瀬谷ルミ子『職業は武装解除』朝日新聞出版
瀬谷は現在、日本紛争予防センターというNPOの理事長を務めている。ビジネスの経験はない。学生時代から国際紛争の解決を自分の仕事にするために学び、その後おもにアフリカの紛争地での武装解除とその後の地域安定化のための活動を行っている社会活動家だ。本書のなかで瀬谷は「私は、外務省、国連、NGOなど、自分の専門を軸にしながら、所属をそのつど変えて働いてきた。どの組織でも役に立てる人間は、現場のあらゆる問題に対処できる本質的な力を持つはずだと信じていたからだ。だから、どこの組織に属しているかは、あまり重要視してこなかった。そして、その考え方は、正しかったと思っている」と述べている。見せかけ(組織名や役職)に自分を委ねるのではない、確固とした仕事への取り組みの大切さを教えてくれる。

堺屋太一『組織の盛衰』PHP研究所
初版の出版が1993年だから、経営書と捉えるならば古い本である。経営学の研究者でもなく、企業経営の経験があるわけでもない堺屋による組織論であり、対象は企業だけでなく、軍隊や行政など広く日本の組織を扱っている。経営学者が書いた分析にありがちな個別論的な記述ではなく、巨視的な枠組みで日本の企業や諸組織の根本原理を説いていて今でも十分読み応えがある。なかでも第4章の「組織の『死に至る病』」は、示唆に富んいる。C・クリステンセンが1997年に発表した『イノベーションのジレンマ(The Innovator's Dilemma)』に先がけて、「環境への過剰適応」「成功体験への埋没」といったキーワードで同様の指摘をしている。

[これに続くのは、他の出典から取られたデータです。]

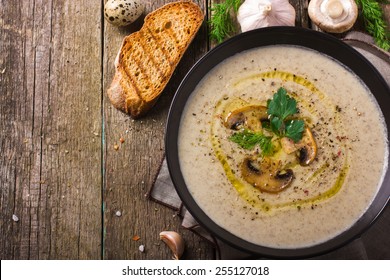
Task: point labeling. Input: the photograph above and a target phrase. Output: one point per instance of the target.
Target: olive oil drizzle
(246, 191)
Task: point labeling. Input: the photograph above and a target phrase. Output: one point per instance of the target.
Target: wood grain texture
(131, 170)
(50, 112)
(59, 172)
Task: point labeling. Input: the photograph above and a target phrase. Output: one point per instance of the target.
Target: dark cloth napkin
(164, 192)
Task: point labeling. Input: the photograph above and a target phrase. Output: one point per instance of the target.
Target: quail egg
(123, 12)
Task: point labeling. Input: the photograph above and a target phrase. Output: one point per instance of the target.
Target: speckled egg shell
(123, 12)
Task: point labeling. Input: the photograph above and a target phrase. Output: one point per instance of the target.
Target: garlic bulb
(254, 14)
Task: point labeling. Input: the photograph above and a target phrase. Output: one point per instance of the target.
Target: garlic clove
(174, 241)
(254, 14)
(334, 16)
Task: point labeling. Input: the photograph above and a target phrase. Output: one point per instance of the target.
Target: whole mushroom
(123, 12)
(334, 16)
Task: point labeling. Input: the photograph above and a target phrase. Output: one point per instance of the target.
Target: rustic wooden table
(65, 192)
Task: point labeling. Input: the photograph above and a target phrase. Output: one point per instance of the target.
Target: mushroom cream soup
(287, 198)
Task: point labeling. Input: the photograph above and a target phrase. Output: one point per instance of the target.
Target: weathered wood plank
(51, 180)
(130, 171)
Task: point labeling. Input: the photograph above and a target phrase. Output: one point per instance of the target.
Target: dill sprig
(221, 23)
(374, 23)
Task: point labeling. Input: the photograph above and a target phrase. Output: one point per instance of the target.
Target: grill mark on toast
(156, 55)
(147, 59)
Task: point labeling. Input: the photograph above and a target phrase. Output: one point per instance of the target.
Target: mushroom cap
(334, 16)
(266, 176)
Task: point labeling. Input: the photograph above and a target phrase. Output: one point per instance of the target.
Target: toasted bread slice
(148, 58)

 リンダ・グラットン『ライフ・シフト LIFE SHIFT』東洋経済新報社
いままでにない新しい世界の中でどう生きていくかという人生の指南書。もっとも大きな社会の変化は長寿化であり、これまでの学び、仕事、引退という3つのステージ(つまり2つの移行)だけではもたない(時間をもてあまし、金を使い果たしてしまう)ということ。自分で仕事を作り、主たる仕事以外にも仕事を持ち、時間や空間に縛られない働き方。そこでは、仕事と趣味の境などない。これまでだって、好きに生きている人たちは自分の趣味が何かなんて語らない。彼らにはそんな意識すらないからである。